Column Context Menu Functions
The following functions can be accessed by right-clicking on column title:
| • | Sort |
Using sorting, you can find records with the same or similar values in the sorted fields. Sorting each field makes it easy to analyze it individually. Each field can be sorted in ascending or descending order. Multiple columns can be selected for sorting. The last column that is sorted becomes the primary sort column.
| • | Clear Filter |
This function removes any filter that is currently applied for the selected field. It does not remove any filters for other fields.
| • | Filtering blank and non-blank field values |
Filtering by blank and non-blank field values can be used to view subsets of present and empty field values. It helps to narrow down the list of records and focus on a specific subset of present field values.
| • | Custom Filter |
Select the Custom Filter menu item to specify up to two custom filters for the selected field. If both filters are specified, they can be combined with an AND or OR operation. To specify each filter, select a filter type from the drop-down menu and enter a value to be used by the filter. The types of custom filters available in the drop-down depend on the type of the selected field.
| • | Hide Field |
This function makes the selected field invisible in the Pair Selection tab. If you want to show a hidden field again, use the Show/Hide Fields item in the Table Functions drop-down menu.
Table Functions
The following functions can be accessed through the Table Functions drop-down menu:
| • | Advanced Search |
This function provides an additional search functionality that is field-specific.
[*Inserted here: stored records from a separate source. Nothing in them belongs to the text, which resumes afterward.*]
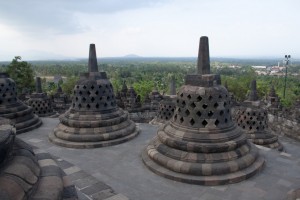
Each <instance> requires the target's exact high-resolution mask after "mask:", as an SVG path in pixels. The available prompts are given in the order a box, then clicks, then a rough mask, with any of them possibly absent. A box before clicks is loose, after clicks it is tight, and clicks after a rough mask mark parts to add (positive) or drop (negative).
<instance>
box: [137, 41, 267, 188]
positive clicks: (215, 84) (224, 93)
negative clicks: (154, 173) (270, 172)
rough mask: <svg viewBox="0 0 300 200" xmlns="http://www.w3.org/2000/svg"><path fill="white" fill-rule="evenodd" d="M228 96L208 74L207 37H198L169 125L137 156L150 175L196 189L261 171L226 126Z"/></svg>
mask: <svg viewBox="0 0 300 200" xmlns="http://www.w3.org/2000/svg"><path fill="white" fill-rule="evenodd" d="M230 109H231V108H230V98H229V95H228V91H227V90H226V89H225V87H223V86H222V85H221V78H220V75H215V74H210V59H209V47H208V38H207V37H201V38H200V48H199V55H198V73H197V74H195V75H187V76H186V81H185V85H183V86H182V87H181V88H180V89H179V91H178V93H177V100H176V110H175V113H174V116H173V118H172V119H171V121H170V122H168V123H166V124H165V125H163V126H161V127H160V128H159V130H158V132H157V136H156V137H154V138H153V139H152V140H151V141H150V143H149V144H148V145H147V146H146V148H145V149H144V150H143V152H142V159H143V161H144V163H145V165H146V166H147V167H148V168H149V169H150V170H152V171H153V172H155V173H156V174H158V175H160V176H163V177H166V178H169V179H172V180H176V181H181V182H186V183H190V184H200V185H223V184H229V183H236V182H240V181H243V180H245V179H247V178H250V177H252V176H253V175H255V174H256V173H257V172H259V171H260V169H262V167H263V165H264V158H263V157H261V156H260V154H259V151H258V149H257V148H256V147H255V146H254V145H253V144H251V143H250V141H248V140H247V136H246V135H245V134H244V133H243V131H242V130H241V129H240V128H239V127H237V126H236V124H235V123H234V122H233V121H232V118H231V113H230Z"/></svg>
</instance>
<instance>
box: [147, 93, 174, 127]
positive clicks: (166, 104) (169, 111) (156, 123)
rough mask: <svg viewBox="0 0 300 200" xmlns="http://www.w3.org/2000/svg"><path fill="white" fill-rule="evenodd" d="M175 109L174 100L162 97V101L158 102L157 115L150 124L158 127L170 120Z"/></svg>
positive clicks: (170, 119) (171, 98)
mask: <svg viewBox="0 0 300 200" xmlns="http://www.w3.org/2000/svg"><path fill="white" fill-rule="evenodd" d="M175 108H176V106H175V99H174V98H171V97H170V96H164V99H163V100H161V101H160V102H159V107H158V111H157V114H156V116H155V118H154V119H153V120H152V121H151V122H150V124H152V125H160V124H164V123H165V122H167V121H169V120H171V118H172V117H173V114H174V111H175Z"/></svg>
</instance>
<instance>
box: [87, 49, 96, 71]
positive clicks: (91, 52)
mask: <svg viewBox="0 0 300 200" xmlns="http://www.w3.org/2000/svg"><path fill="white" fill-rule="evenodd" d="M88 68H89V72H98V63H97V55H96V46H95V44H90V52H89V65H88Z"/></svg>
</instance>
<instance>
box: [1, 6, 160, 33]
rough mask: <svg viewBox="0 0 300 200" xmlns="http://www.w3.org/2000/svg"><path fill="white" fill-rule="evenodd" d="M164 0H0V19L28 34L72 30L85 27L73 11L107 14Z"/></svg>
mask: <svg viewBox="0 0 300 200" xmlns="http://www.w3.org/2000/svg"><path fill="white" fill-rule="evenodd" d="M164 1H166V0H109V1H108V0H86V1H82V0H72V1H67V0H51V1H40V0H26V1H19V0H10V1H2V2H1V3H0V23H3V24H9V25H10V26H12V27H14V28H15V29H17V30H20V31H23V32H25V33H29V34H35V35H40V36H42V34H49V33H50V34H76V33H81V32H85V31H88V30H89V26H87V25H85V24H83V23H81V22H80V20H79V19H78V18H77V14H81V13H84V14H110V13H116V12H122V11H125V10H132V9H138V8H141V7H151V6H156V5H160V3H161V2H164Z"/></svg>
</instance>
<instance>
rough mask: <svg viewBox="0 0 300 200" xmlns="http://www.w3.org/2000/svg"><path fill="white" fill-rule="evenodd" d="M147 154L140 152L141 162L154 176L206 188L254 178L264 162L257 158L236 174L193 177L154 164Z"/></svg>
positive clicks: (186, 174) (189, 175) (261, 166)
mask: <svg viewBox="0 0 300 200" xmlns="http://www.w3.org/2000/svg"><path fill="white" fill-rule="evenodd" d="M149 153H151V152H149V151H147V148H145V149H144V150H143V151H142V155H141V156H142V160H143V162H144V164H145V165H146V166H147V167H148V168H149V169H150V170H151V171H152V172H154V173H155V174H157V175H160V176H162V177H165V178H168V179H171V180H174V181H179V182H183V183H189V184H196V185H206V186H216V185H225V184H231V183H237V182H241V181H243V180H246V179H248V178H250V177H252V176H254V175H255V174H257V173H258V172H259V171H260V170H262V168H263V166H264V162H265V160H264V158H263V157H261V156H259V157H258V158H257V159H256V160H255V162H254V163H252V165H250V166H249V167H247V168H245V169H243V170H240V171H237V172H233V173H229V174H224V175H213V176H195V175H188V174H182V173H178V172H174V171H171V170H169V169H167V168H165V167H163V166H161V165H159V164H157V163H156V162H154V161H153V160H152V159H151V158H150V157H149V156H148V154H149ZM165 162H166V163H168V160H166V161H165Z"/></svg>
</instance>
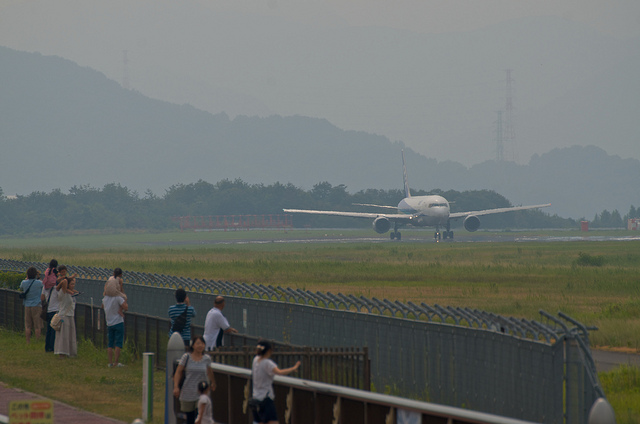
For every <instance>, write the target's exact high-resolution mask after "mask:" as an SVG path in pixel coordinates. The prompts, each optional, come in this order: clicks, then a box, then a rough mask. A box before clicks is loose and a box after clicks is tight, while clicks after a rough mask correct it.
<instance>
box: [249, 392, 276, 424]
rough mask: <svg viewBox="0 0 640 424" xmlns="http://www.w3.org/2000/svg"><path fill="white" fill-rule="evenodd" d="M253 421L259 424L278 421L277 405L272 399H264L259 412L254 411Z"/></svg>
mask: <svg viewBox="0 0 640 424" xmlns="http://www.w3.org/2000/svg"><path fill="white" fill-rule="evenodd" d="M253 421H255V422H258V423H268V422H269V421H278V414H277V413H276V404H275V402H274V401H273V399H271V398H268V397H266V398H264V400H263V401H262V402H261V404H260V408H259V410H258V411H253Z"/></svg>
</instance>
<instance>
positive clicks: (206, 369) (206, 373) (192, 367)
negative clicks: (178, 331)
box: [173, 336, 216, 424]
There are several search operations that can be specified for each field: equals, contains (contains the search string anywhere in the field), and contains phrase (contains the specified whole word or a phrase of whole words).
| • | Sort dialog |
This function provides an ability to precisely define and change the sorting by multiple columns. You can add a number of columns to the list of sorted fields, specify ascending or descending order for each column, and move any column up or down the list of sorted fields.
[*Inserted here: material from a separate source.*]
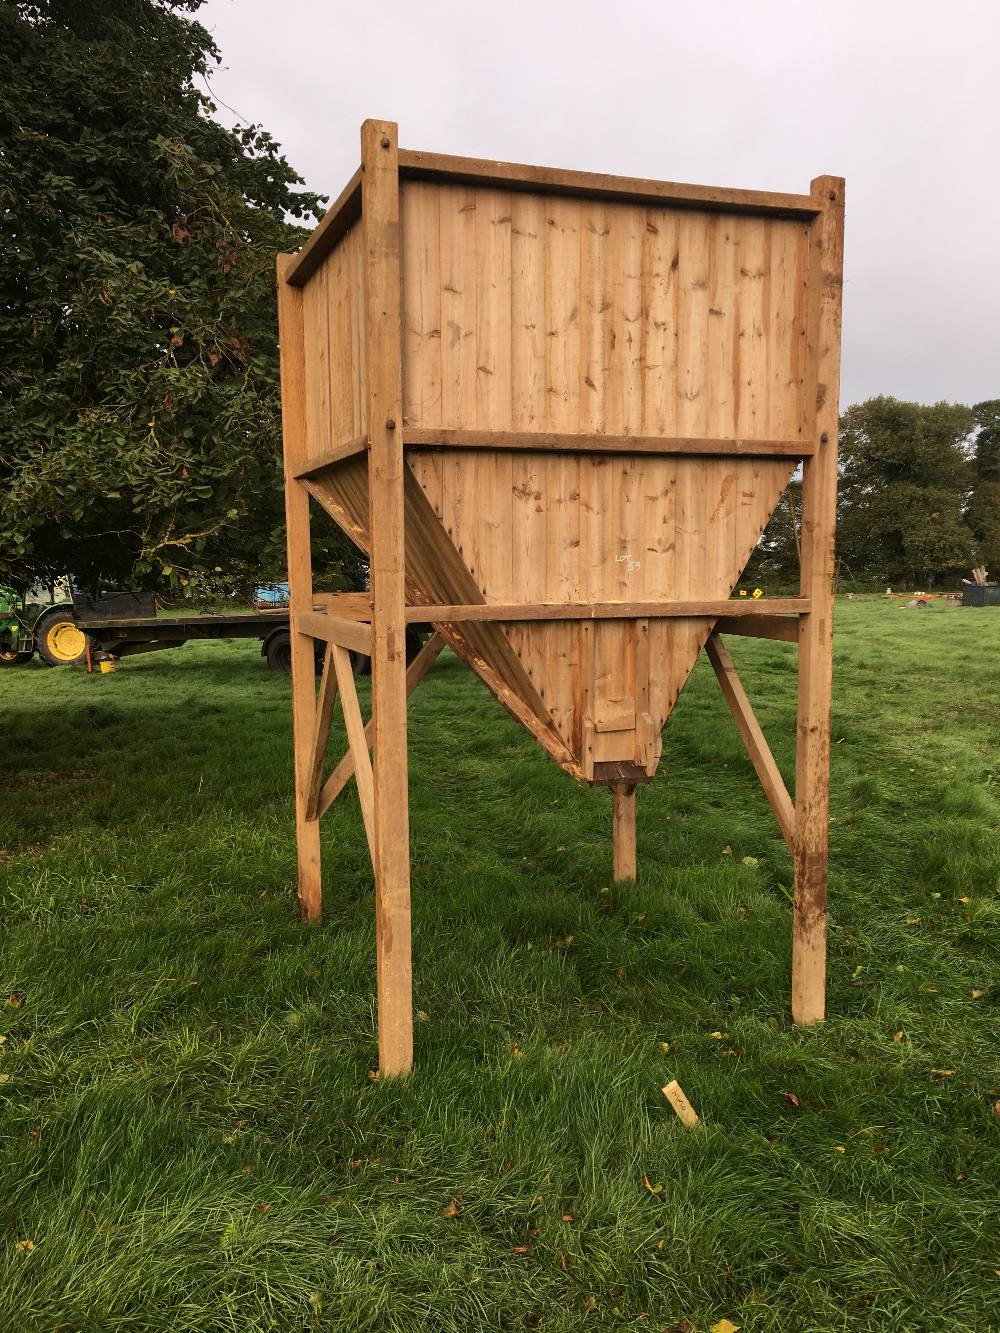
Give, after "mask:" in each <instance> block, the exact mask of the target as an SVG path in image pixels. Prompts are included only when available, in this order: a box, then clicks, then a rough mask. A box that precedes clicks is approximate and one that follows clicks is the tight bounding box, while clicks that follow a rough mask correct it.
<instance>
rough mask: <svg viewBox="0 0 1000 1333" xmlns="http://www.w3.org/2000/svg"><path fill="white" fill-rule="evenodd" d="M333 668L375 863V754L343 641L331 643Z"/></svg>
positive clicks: (363, 816) (369, 837)
mask: <svg viewBox="0 0 1000 1333" xmlns="http://www.w3.org/2000/svg"><path fill="white" fill-rule="evenodd" d="M331 653H332V657H333V668H335V670H336V673H337V685H339V686H340V706H341V708H343V709H344V725H345V726H347V740H348V745H349V746H351V756H352V758H353V761H355V777H356V778H357V797H359V800H360V802H361V818H363V820H364V832H365V836H367V837H368V850H369V852H371V854H372V866H373V868H375V870H376V874H377V868H376V866H375V780H373V774H372V757H371V754H369V753H368V741H367V740H365V734H364V722H363V720H361V705H360V704H359V702H357V689H356V688H355V673H353V670H352V669H351V655H349V653H348V651H347V648H341V647H340V644H331Z"/></svg>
| • | Clear Filter and Sort State |
After searching, filtering, or sorting the field values, you can use this function to make the records go back to the original order in CSV file and to display all records. Unlike the Reset button, this function does not remove any automatic filters that might have been applied to process model training suggestions.
| • | Show/Hide Fields |
With this function, you can select any field to be hidden or shown again in the Pair Selection tab. If the field is selected, it will show in the Pair Selection tab. If you clear the checkbox, the field will be hidden from the tab. Unlike the Ignore checkbox in the Data tab, this function hides the field only from the Pair Selection tab.